When informed of the resemblance to Johnston's childlike way with lyric and vocal, Wolf responds sarcastically: "Thanks a lot, dude." A moment later he admits the influence. "His old tapes from the '80s — Don't Be Scared and Songs of Pain — I'm really into them."

Contrary to the one-man approach of Oaklandazulasylum, Why?'s forthcoming EP, Sanddollars, is a true band effort: Cincinnati natives Doug McDiarmid, Matt Meldon and Josiah Wolf round out the current lineup.

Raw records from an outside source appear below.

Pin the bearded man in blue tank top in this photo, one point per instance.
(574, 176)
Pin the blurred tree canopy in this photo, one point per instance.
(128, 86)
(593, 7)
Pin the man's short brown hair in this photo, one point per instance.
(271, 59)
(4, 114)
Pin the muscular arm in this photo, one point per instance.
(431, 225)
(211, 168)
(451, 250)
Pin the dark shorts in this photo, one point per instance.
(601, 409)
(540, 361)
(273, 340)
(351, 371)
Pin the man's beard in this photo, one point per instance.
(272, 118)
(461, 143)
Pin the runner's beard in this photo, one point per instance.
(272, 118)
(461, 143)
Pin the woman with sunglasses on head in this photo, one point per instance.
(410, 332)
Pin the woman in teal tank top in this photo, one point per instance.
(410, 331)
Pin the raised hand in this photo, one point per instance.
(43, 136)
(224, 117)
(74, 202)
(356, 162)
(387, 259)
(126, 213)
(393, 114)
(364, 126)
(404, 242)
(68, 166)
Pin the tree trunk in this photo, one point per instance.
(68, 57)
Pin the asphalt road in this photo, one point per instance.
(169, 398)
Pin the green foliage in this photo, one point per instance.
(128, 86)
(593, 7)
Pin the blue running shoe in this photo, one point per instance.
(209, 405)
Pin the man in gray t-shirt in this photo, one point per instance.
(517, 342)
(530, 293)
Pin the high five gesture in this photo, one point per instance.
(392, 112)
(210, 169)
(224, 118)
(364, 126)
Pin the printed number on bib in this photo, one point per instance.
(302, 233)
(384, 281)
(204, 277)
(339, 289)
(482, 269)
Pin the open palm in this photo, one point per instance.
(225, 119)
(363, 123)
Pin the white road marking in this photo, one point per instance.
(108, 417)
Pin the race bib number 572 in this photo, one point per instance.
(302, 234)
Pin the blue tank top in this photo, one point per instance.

Their presence is immediately evident in the textured one-two of "Miss Ohio's Nameless" and "500 Fingernails," both of which meld straight-up, Technicolor Pop with Wolf's undeniably slanted take on life in the 21st century. Sanddollars is another stellar entry into Anticon's eclectic canon, yet Wolf wasn't so sure.

"I had thoughts like, 'Oh, I shouldn't be on Anticon anymore,' because I felt like we were being pigeonholed into this one thing, and we can't really do anything outside of it," he says. "I think this new stuff is sort of a test to see if it can work on Anticon. I hope it can."

While certainly less fuzzy (and fussy) than past efforts, Sanddollars still revels in Wolf's long-standing DIY approach to home recording.

"There's a certain sort of thing that I think we've developed over the years that can't really be achieved in a studio environment," he says. "I think some of the uniqueness comes from recording at home and having constraints."

A full-length Why? effort, Elephant Eyelash, is set for a fall release. But Wolf isn't looking much beyond the current tour, a once uneasy activity for a guy who's more interested in the art of recorded sound.

"Shows can be weird and depressing — you have all these people staring at you," he laughs. "Lately I've been into it. I've been pretty mellow about it, and I've found a way to do it that doesn't seem weird — that way is called alcohol."



WHY? performs Saturday at the Southgate House.